Nigeria’s insurance industry has entered a decisive phase in its recapitalisation programme as 20 insurance companies have submitted themselves for verification by the National Insurance Commission (NAICOM), signalling early compliance with regulatory reforms aimed at strengthening the financial health of the sector.

The verification process forms a key component of the ongoing recapitalisation exercise introduced under the Nigeria Insurance Industry Reform Act, 2025, which requires insurers to significantly increase their capital base or risk losing their operating licences.

The Commissioner for Insurance and chief executive officer (CEO) of NAICOM, Mr. Olusegun Omosehin, disclosed that the regulator has engaged global professional services firms to independently verify the recapitalisation status of the participating companies.

According to him, PricewaterhouseCoopers, KPMG, Deloitte and Ernst & Young have been appointed to support the verification process in order to ensure transparency and credibility.

Omosehin made the disclosure during a media interaction with journalists in Lagos, where he provided updates on the progress of the recapitalisation exercise and outlined the Commission’s broader reform agenda for Nigeria’s insurance sector.

He explained that the verification process is expected to be concluded before the end of the month.

Industry observers say the involvement of international consulting and auditing firms reflects the regulator’s determination to maintain credibility in the exercise and ensure that insurers’ capital claims are independently validated.

Omosehin said that the commission is determined to conduct the recapitalisation process in a transparent manner that protects policyholders and strengthens the long term stability of the insurance industry.

“Companies whose recapitalisation activities we have not seen may be invited for a meeting by the end of the month,” Omosehin said.

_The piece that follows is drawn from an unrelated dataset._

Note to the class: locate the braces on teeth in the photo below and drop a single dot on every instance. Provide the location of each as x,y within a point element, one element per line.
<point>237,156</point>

“The meeting will allow us to understand their plans and also make it clear what consequences they may face if they fail to meet the stipulated deadline,” he added.

The recapitalisation programme follows the signing of the Nigeria Insurance Industry Reform Act, 2025, which introduced sweeping regulatory changes designed to reposition the insurance sector to support economic growth.

Under the new law, insurance companies have until July 30, 2026 to comply with significantly higher capital thresholds.

The revised requirements represent a major increase across all categories of insurance operations.

For general insurance companies, the minimum capital requirement has been raised from N3 billion to N15 billion. Life insurance companies must increase their capital base from N2 billion to N10 billion, while composite insurers are required to raise their capital from N5 billion to N25 billion. Reinsurance companies face the highest adjustment, with minimum capital requirements rising from N10 billion to N35 billion.

Regulators believe the new capital benchmarks will improve the financial strength of insurers and enable them to underwrite larger risks in a growing economy.

Nigeria’s insurance industry has historically been criticised for weak capitalisation, which analysts say has limited its ability to support major infrastructure projects and industrial investments.

Omosehin emphasised that policyholder protection remains central to the reform process.

“The commission is not going to compromise the protection of policyholders, and nothing will be left undone to ensure that the exercise is credible,” he said.

Beyond recapitalisation, NAICOM is implementing a broader reform programme designed to strengthen governance, improve regulatory compliance and expand the role of insurance in Nigeria’s financial system.

Omosehin said that the reform agenda is anchored on the Nigeria Insurance Industry Reform Act, 2025, which provides the legal framework for restructuring the sector and aligning it with the broader economic vision of President Bola Ahmed Tinubu.

He explained that the commission is focused on disciplined implementation of reforms aimed at strengthening the financial soundness of insurance companies, improving governance standards and enhancing consumer protection.

As part of the implementation strategy, NAICOM has established a Nigeria Insurance Industry Reform Act Implementation Working Group to drive reforms across key areas including compulsory insurance enforcement, digital transformation and financial inclusion.

The commission is also strengthening collaboration with other financial regulators such as the Securities and Exchange Commission (SEC), Corporate Affairs Commission (CAC), National Pension Commission (PenCom) and the Central Bank of Nigeria (CBN).

According to Omosehin, closer cooperation among regulators will improve oversight across the financial system and strengthen governance standards.

NAICOM has also partnered with the Bureau of Public Procurement to integrate insurance bonds into government procurement processes.

The initiative is expected to expand opportunities for insurers through financial instruments such as bid bonds, performance bonds and advance payment guarantees used in public sector contracts.

Consumer protection is another key component of the reform programme.

Omosehin disclosed that the Commission has begun work on establishing an Insurance Policyholders Protection Fund, which will serve as a safety net to compensate policyholders if an insurance company fails.

In addition, NAICOM has introduced stricter Know Your Customer requirements requiring all insurance policies to be linked to the National Identification Number by the end of April 2026.

The policy is expected to improve transparency, reduce fraud and align the insurance sector with national anti-money laundering standards.

Omosehin noted that rebuilding public confidence in Nigeria’s insurance industry remains a priority.

He said NAICOM will continue to enforce reforms aimed at improving claims settlement, strengthening governance and ensuring that policyholders’ interests are protected.

Industry analysts believe the recapitalisation programme could mark a turning point for the sector if fully implemented.

With the compliance deadline approaching in July 2026, the submission of 20 insurers for verification signals that parts of the industry are beginning to align with NAICOM’s reform agenda as the sector prepares for a more demanding regulatory environment.